Provocazioni, urla, insulti e sputi contro i passeggeri del tram. E' l'opera di una baby gang entrata in azione nel tardo pomeriggio di ieri (ma non è la prima volta) sul mezzo che collega Brancaccio con la stazione centrale. Nel mirino dei teppisti sono finiti due ragazzini di 15 anni, salvati dal provvidenziale intervento di un altro passeggero ma che adesso sono sotto choc. A raccontare quanto accaduto a PalermoToday è Alessandra C., mamma di uno di loro: "Mio figlio è spaventato e lo sono anche io. Non è la prima volta che su questa linea accadono episodi del genere. Da cittadina chiedo sicurezza".

"Ieri pomeriggio - racconta la donna - mio figlio è andato al Forum con un suo amico. Una giornata normale, tranquilla. Fino a quando è salito un gruppetto di ragazzini, che hanno iniziato a infastidirli. Hanno sputato in testa a mio figlio e in faccia al suo amico. Entrambi hanno tentato di difendersi e li hanno spinti indietro per allontanarli. Non sono due violenti, al contrario sono molto tranquilli, ma sono stati costretti a reagire. Per fortuna è intervenuto un altro passeggero, che li ha separati e ha messo in fuga quei teppistelli".
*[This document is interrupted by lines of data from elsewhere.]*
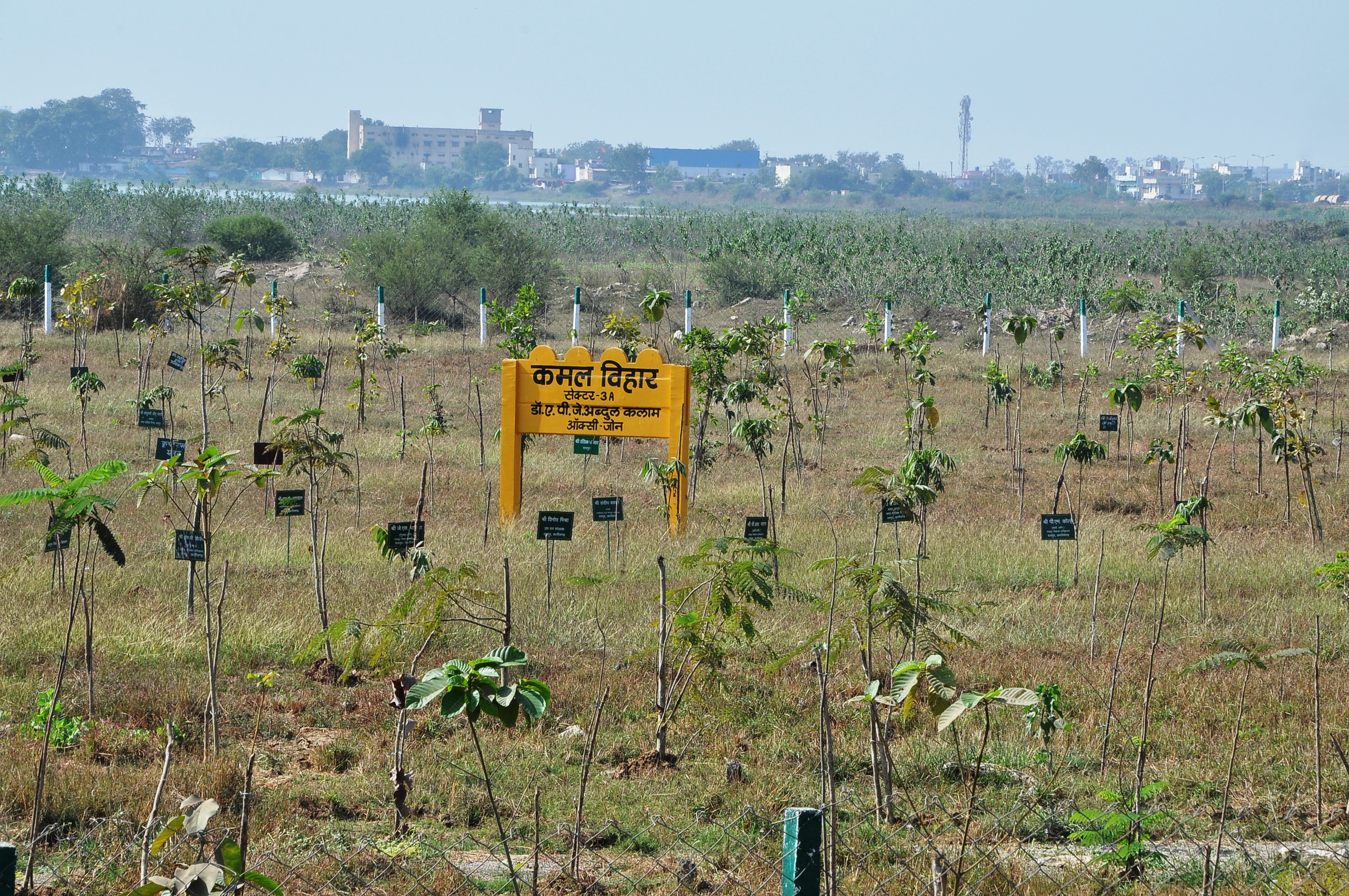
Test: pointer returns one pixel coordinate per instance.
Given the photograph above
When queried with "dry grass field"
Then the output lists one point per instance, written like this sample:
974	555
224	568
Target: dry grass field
326	749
A intervenire in modo provvidenziale è stato Alessandro T.. "Non avevo mai preso un tram - racconta - ma il destino ha voluto che mi trovassi proprio sul quel tram. Quando ho visto il ragazzo in difficoltà mi sono precipitato a difenderlo, ho fatto il mio dovere! Bisogna reagire e non darla vinta ai teppistelli. Al ragazzo vittima dell'aggressione dico solo di non buttarsi giù perchè non esiste solo gente cattiva, solo degrado. C'è anche gente buona". 
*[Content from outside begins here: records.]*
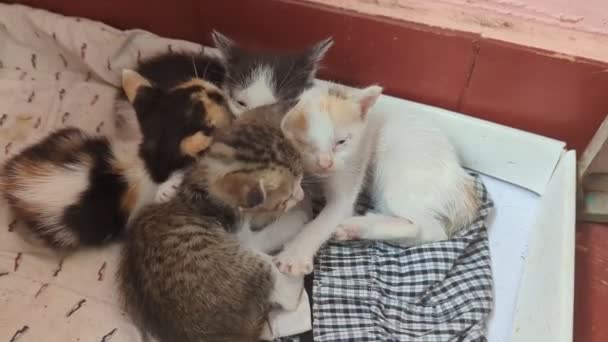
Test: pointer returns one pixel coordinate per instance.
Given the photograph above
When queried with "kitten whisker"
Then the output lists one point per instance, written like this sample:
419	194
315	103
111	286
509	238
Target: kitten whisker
286	78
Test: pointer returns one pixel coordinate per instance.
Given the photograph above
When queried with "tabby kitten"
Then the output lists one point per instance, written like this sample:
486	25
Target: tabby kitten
249	78
419	190
190	270
73	189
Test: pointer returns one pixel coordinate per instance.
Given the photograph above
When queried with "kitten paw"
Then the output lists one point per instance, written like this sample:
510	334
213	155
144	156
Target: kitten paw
292	263
347	232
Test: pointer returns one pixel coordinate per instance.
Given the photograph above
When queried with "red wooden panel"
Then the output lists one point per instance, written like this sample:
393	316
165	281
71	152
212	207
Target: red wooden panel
538	91
410	61
591	287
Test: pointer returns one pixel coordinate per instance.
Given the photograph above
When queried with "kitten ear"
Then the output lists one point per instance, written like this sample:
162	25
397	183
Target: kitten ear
367	97
241	190
132	82
194	144
318	51
223	43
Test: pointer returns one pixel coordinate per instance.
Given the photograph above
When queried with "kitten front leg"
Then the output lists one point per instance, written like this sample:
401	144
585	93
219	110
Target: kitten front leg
274	236
297	256
376	227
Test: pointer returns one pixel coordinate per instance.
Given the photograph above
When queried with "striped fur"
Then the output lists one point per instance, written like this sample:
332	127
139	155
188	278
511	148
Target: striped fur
186	274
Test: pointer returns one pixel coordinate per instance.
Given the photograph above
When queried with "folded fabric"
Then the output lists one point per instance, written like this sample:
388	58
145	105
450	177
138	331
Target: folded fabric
375	291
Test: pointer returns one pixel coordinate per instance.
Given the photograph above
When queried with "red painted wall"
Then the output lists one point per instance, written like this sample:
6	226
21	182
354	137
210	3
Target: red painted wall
563	98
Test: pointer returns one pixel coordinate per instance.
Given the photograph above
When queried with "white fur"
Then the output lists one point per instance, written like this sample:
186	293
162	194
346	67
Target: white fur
418	183
127	154
257	93
127	126
287	289
51	194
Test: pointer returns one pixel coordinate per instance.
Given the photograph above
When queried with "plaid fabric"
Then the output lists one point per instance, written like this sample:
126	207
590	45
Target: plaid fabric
375	291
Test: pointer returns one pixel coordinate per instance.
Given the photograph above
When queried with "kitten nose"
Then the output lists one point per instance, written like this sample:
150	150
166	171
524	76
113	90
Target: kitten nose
325	161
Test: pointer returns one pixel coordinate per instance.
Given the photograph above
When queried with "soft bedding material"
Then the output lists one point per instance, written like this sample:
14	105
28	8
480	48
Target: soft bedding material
58	71
375	291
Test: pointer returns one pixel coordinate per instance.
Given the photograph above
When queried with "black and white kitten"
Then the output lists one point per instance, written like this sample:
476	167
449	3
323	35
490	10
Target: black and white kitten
249	78
72	189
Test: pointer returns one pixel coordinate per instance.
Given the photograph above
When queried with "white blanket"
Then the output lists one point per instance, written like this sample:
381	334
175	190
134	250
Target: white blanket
58	71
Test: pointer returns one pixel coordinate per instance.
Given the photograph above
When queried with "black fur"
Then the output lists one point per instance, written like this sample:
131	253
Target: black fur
98	215
171	69
292	72
166	117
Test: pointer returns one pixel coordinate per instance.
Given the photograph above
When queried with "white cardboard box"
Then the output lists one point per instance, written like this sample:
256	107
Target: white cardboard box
535	180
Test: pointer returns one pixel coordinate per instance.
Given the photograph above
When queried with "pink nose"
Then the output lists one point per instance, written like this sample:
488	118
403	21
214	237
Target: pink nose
298	193
325	161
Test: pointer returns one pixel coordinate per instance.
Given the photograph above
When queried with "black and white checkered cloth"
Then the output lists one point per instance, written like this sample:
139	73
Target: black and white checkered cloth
375	291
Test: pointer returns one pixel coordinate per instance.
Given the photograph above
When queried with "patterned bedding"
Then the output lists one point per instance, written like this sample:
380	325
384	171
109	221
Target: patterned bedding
58	71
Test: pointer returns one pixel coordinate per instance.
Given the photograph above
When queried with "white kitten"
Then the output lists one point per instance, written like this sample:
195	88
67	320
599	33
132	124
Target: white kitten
418	187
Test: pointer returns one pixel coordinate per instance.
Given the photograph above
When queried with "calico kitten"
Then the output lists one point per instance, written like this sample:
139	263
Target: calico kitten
418	188
190	270
249	78
73	189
Quanto accaduto ieri non è però un fatto isolato. "Mio figlio - prosegue la donna - mi ha detto di avere già visto quei ragazzi. Sono degli habituè di quella linea. Più di una volta sono saliti sul tram e hanno aggredito i passeggeri. Una volta si sono scagliati contro alcuni anziani, li hanno insultati e schiaffeggiati. Adesso mio figlio è spaventato, non ha dormito e non vuole più salire da solo sul tram. E' un fatto grave di per sè, ma lo è ancora di più che si considera che ha alcuni problemi psicologici, ha difficoltà a interagire con gli altri e uscire da solo per lui, per noi, è un traguardo. Episodi del genere annullano tutti i progressi che sta compiendo. Io ho gravi problemi di salute e non posso accompagnarlo. Ieri c'era un ragazzo che lo ha 'salvato'. Ma se fosse andata diversamente? Se, alla prossima aggressione, le vittime reagiscono con più forza? Se la situazione degenera e qualcuno resta ferito in modo grave, di chi è la colpa? Perchè non si sono più le guardie sul tram? Al sindaco chiedo solo una cosa: sicurezza".